3.2.3 Subtree merging

As already mentioned, see Pflug and Pichler (2014) and Chen and Yan (2018), it is also possible to merge nodes considering their corresponding subtrees. These methods require a nested optimization to compute the distance between subtrees. As a representative algorithm for this class of techniques, we adopt the algorithm presented in Pflug and Pichler (2014) that uses the ND itself to measure the distance between subtrees.

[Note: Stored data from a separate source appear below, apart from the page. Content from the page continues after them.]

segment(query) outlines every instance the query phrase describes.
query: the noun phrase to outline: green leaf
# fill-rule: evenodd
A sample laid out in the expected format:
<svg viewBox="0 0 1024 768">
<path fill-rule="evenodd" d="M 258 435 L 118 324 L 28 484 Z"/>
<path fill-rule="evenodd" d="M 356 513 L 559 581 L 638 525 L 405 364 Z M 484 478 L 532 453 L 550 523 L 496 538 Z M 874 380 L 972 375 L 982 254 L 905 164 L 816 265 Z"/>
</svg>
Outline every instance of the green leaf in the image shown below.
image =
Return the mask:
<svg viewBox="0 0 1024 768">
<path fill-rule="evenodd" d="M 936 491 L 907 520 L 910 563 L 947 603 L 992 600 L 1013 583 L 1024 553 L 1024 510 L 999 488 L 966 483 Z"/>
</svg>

The procedure starts computing the NDs between all feasible pairs of subtrees, i.e. having roots (say \(i_0\) and \(j_0\)) at the same stage, \(t(i_0)=t(j_0)\), and with the same parent, \(i_0- = j_0-\). We merge the pair with the lowest ND using the algorithm described in the following paragraph. Note that the closest pair could have roots at any stage and so the algorithm proceeds neither forwards nor backwards.

Suppose we want to merge two subtrees with distributions \({\mathbb {P}}_1\) and \({\mathbb {P}}_2\) and roots \(i_0\) and \(j_0\). If the nodes \(i_0\) and \(j_0\) are leaves, we take their mean value as the new node. If they are not leaves, we use the optimal transport plan between \({\mathbb {P}}_1\) and \({\mathbb {P}}_2\) which we already have from the computation of the ND. We start by setting the value of the new root as the mean value of the two old roots. For the successors, we sort the optimal transport plan into descending order, i.e., we get

$$\begin{aligned} \pi _{c_1} \ge \pi _{c_2} \ge \cdots , \end{aligned}$$

where \(c_1,c_2,\ldots \) represent all possible couples of successors. For instance, if \(i_0\) and \(j_0\) have three children each, \(i_1,i_2,i_3 \in i_0+\) and \(j_1,j_2,j_3 \in j_0+\), we get nine couples \((i_1,j_1)\), \((i_1,j_2),\dots ,(i_3,j_3),\) which we reorder so that the inequalities above hold and we denote them by \(c_1,c_2,\dots \) for simplicity, i.e. if \(\pi _{i_2,j_1}\) is the biggest then \(c_1 = (i_2,j_1)\). Then, we take the smallest m such that

$$\begin{aligned} \sum _{k=1}^m \pi _{c_k} \ge p, \end{aligned}$$

where p is a chosen reducing parameter, \(p\in (0,1].\) The smaller the p, the greater the reduction. We obtain m pairs of subtrees with roots \(c_1,\dots ,c_m.\) We set their probabilities as

$$\begin{aligned} p_k = \frac{\pi _{c_k}}{\sum _{l=1}^m \pi _{c_l}},\quad k = 1,\dots ,m, \end{aligned}$$

so that \(\sum _{k=1}^m p_k = 1\) holds. Now we proceed recursively by merging the pairs \(c_1,\dots ,c_m.\) The algorithm stops when the resulting number of scenarios reaches the required amount. Otherwise, we recalculate the NDs and merge the closest pair.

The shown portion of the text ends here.